Yo me obligué a seguir respirando.
Nick
, pensé, sin ninguna intención de expresarlo en voz alta. Ni siquiera aunque realmente fuera él el que estaba enviando a Al para matarme porque, en ese caso, me ocuparía yo misma de darle una lección. Entonces sentí los ojos de Jenks sobre mí, deseando que lo dijera, pero no lo haría.

—¿Por qué no os limitáis a deshaceros de su nombre de invocación? —le pregunté intentando encontrar otras opciones—. Si lo hacéis, ya no podrán invocarlo.

La parte del rostro de Minias que no estaba oculta tras las gafas se tensó. Sabía que no lo estaba diciendo porque sí.

—No se puede despojar a alguien de una contraseña. Una vez que la tienes, es tuya. —A continuación vaciló, e intuí que lo que estaba a punto de decir me iba a traer problemas—. Eso sí, se puede intercambiar con la de algún otro.
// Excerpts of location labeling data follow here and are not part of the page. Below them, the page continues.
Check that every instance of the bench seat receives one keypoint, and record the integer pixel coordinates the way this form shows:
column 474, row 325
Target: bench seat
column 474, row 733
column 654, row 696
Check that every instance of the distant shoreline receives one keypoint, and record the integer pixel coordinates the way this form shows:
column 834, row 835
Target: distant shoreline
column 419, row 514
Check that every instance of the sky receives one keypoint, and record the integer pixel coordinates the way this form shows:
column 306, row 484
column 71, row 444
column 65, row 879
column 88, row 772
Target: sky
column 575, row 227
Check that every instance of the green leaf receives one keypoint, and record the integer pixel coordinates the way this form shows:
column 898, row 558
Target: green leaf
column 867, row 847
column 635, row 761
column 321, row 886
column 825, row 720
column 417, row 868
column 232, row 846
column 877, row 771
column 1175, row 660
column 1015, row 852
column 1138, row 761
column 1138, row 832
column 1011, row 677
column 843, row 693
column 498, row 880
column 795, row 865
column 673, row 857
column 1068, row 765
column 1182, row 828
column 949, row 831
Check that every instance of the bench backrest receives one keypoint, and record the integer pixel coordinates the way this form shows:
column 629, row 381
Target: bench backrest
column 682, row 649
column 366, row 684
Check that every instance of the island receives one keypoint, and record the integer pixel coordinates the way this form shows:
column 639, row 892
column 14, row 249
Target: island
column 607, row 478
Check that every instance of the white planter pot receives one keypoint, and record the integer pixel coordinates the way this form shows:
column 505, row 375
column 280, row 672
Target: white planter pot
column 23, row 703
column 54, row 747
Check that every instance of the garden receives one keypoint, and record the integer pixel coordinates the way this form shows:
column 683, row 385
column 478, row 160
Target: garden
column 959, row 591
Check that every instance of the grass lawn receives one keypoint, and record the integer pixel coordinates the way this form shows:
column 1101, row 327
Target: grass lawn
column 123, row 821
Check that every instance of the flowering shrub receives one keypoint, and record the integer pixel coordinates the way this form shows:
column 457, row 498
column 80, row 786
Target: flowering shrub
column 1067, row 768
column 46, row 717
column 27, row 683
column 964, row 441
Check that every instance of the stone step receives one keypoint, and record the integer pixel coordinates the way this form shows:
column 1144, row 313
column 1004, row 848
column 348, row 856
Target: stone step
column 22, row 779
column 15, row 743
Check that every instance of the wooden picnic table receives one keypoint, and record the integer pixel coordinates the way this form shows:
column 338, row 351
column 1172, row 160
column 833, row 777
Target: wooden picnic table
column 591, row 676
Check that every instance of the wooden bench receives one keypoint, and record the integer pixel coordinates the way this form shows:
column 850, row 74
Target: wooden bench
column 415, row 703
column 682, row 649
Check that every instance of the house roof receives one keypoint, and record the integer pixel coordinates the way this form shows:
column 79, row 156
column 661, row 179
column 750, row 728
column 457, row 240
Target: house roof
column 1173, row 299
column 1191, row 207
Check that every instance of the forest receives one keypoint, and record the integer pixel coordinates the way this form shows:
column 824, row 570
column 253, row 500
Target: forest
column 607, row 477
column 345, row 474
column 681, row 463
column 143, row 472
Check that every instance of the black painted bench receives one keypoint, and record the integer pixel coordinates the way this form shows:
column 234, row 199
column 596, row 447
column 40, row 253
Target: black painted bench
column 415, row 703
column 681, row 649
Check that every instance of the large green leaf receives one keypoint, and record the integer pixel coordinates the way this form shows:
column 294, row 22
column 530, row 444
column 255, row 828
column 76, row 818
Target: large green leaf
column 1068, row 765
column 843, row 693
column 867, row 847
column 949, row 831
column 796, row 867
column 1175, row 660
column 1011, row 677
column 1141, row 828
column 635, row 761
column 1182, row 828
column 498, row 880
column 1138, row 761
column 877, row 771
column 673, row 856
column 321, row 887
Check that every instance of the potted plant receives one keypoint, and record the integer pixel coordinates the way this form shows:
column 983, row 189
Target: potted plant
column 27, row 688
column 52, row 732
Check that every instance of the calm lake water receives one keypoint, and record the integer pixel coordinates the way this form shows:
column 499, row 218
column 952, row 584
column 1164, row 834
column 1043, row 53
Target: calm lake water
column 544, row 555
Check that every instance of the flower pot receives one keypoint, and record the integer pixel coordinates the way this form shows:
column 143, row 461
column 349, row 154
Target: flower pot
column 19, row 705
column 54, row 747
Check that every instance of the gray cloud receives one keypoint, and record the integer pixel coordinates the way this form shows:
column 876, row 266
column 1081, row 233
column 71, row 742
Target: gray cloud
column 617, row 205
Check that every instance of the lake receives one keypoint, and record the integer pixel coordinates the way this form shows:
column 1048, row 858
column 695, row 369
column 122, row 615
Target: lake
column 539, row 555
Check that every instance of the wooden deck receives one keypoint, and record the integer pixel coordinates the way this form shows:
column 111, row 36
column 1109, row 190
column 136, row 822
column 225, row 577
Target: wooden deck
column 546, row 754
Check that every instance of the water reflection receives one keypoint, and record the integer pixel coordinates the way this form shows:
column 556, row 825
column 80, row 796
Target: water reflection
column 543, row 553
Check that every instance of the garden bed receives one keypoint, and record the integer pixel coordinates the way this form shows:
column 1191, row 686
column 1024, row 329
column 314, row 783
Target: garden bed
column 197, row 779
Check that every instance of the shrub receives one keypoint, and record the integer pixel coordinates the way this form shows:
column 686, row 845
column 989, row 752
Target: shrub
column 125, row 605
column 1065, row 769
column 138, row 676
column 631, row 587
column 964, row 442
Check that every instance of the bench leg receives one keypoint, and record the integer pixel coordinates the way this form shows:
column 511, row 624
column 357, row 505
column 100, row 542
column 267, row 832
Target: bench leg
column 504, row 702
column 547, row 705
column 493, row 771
De improviso, sentí como si un lazo de tensión que rodeaba mi pecho se apretara y todos mis dispositivos de alarma se dispararan.

—Si alguien intercambiara el nombre con él —continuó Minias arrastrando las palabras—, podríamos retenerlo. Desgraciadamente, debido a su trabajo, ha sido muy descuidado con su nombre de invocación. Hay un asombroso número de personas a este lado de las líneas que lo conocen, y ningún demonio estaría dispuesto a cogerlo. —A continuación me miró fijamente y concluyó—: No tienen ningún buen motivo para hacerlo.

Yo apreté con fuerza el vaso de papel parafinado, consciente de que había averiguado la razón por la cual Minias estaba sentado a la mesa conmigo tomando café. Yo tenía una contraseña. Y también un motivo para negociar. Estaba metida en un buen lío.